Would there be a big difference in performance between 3200 vs 3600 speed? I have 16 gb of 3200 speed and don't feel like overclocking it more if it isn't necessary.
 
Would there be a big difference in performance between 3200 vs 3600 speed? I have 16 gb of 3200 speed and don't feel like overclocking it more if it isn't necessary.
My tests show only few % of overall and CPU score improvement with 3600MHz over 3200MHz which is of course imperceptible in real work. 3200MHz looks like real sweet spot performance/$$ wise for now, doubt it would change much.
With 12 or 16 cores, amount of RAM and low latency may be of higher significance than row frequency,
 
My tests show only few % of overall and CPU score improvement with 3600MHz over 3200MHz which is of course imperceptible in real work. 3200MHz looks like real sweet spot performance/$$ wise for now, doubt it would change much.
Okay thank you. Since you seem to know some about this new launch, do you know if there will be some X570 boards for around $200? I was thinking about buying one but according to some price leaks they all seem to be $200+? What do you know?
 
Okay thank you. Since you seem to know some about this new launch, do you know if there will be some X570 boards for around $200? I was thinking about buying one but according to some price leaks they all seem to be $200+? What do you know?
For now I have seen only some projected prices for x570 boards and all exceed 200 bucks by good amount. There will be also 550MBs that are more likely to to have prices comparable to b450 but there are no details.
 
Solution
Was already under the impression that low latency was already a bigger factor on the Ryzens infinity fabric. Zen 3000s have a sweet spot that usually doesn't go past 3733 MHz before a huge drop off in performance. Im hoping to push my 3200 cl 14 sticks to 3733 but according to Dram calculator projections show 3624 while maintaining cl14 so will see if that's the route I go. push cl15 3733 ?

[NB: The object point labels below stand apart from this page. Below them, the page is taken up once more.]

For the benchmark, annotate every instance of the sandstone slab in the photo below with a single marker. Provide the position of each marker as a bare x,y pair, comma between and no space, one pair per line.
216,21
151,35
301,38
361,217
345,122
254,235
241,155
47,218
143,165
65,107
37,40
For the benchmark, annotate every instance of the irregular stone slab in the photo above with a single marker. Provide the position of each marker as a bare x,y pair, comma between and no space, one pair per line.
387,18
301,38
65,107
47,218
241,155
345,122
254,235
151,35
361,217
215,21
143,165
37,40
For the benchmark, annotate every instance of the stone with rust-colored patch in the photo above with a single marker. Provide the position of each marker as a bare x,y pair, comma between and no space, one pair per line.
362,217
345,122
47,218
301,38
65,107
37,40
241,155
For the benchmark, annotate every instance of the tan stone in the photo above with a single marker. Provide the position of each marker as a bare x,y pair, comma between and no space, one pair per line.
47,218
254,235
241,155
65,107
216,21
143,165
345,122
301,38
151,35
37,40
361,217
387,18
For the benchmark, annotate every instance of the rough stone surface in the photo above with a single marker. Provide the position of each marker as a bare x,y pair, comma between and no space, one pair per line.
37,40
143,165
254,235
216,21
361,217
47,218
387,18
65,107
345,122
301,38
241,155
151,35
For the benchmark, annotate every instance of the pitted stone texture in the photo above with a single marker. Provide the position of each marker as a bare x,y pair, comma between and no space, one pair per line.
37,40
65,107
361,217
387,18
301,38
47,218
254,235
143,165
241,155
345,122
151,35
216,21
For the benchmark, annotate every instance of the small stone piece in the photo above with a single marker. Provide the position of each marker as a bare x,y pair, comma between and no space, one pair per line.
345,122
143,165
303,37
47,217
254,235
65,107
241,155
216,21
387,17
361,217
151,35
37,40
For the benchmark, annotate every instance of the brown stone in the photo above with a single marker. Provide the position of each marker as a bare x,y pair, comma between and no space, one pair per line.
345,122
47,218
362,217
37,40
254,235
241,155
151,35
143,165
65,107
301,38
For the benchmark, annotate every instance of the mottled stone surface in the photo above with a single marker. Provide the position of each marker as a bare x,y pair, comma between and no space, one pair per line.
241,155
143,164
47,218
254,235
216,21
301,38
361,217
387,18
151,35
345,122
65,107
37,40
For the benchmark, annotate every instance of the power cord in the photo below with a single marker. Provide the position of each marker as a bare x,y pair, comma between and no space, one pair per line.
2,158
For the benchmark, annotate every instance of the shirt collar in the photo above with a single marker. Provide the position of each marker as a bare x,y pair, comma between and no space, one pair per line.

My tests show only few % of overall and CPU score improvement with 3600MHz over 3200MHz which is of course imperceptible in real work. 3200MHz looks like real sweet spot performance/$$ wise for now, doubt it would change much.
With 12 or 16 cores, amount of RAM and low latency may be of higher significance than row frequency,
 
My tests show only few % of overall and CPU score improvement with 3600MHz over 3200MHz which is of course imperceptible in real work. 3200MHz looks like real sweet spot performance/$$ wise for now, doubt it would change much.
With 12 or 16 cores, amount of RAM and low latency may be of higher significance than row frequency,
Well since I'm going with only an 8 core that should be fine I suppose.
 
Was already under the impression that low latency was already a bigger factor on the Ryzens infinity fabric. Zen 3000s have a sweet spot that usually doesn't go past 3733 MHz before a huge drop off in performance. Im hoping to push my 3200 cl 14 sticks to 3733 but according to Dram calculator projections show 3624 while maintaining cl14 so will see if that's the route I go. push cl15 3733 ?
For some reason Ryzen (at least these ones) don't like odd numbered CL which raises base latency and drives scores down. Take my setup for instance. My RAM's XMP shows CL17 for 3600MHz but DOCP sets it Cl18 for 3600 and Cl16 for 3000 although XMP sets it at CL15 and I can manually set to CL14 at 3000MHz. Even if I set it to odd CLs, it just jumps to first available even number ignoring odd numbers. That might be this BIOS doing it though because I was able to set odd numbers in the past but that lowered memory score. Not even changing T1 - T2 didn't change it.
After all those tests I found out that I can set DOCP to 3000,memory frequency at 3600MHz Cl16 and all works perfectly and stable with no fuss.
I also tried overclocking it but could never get 1 Hz over 3600 without incurring errors.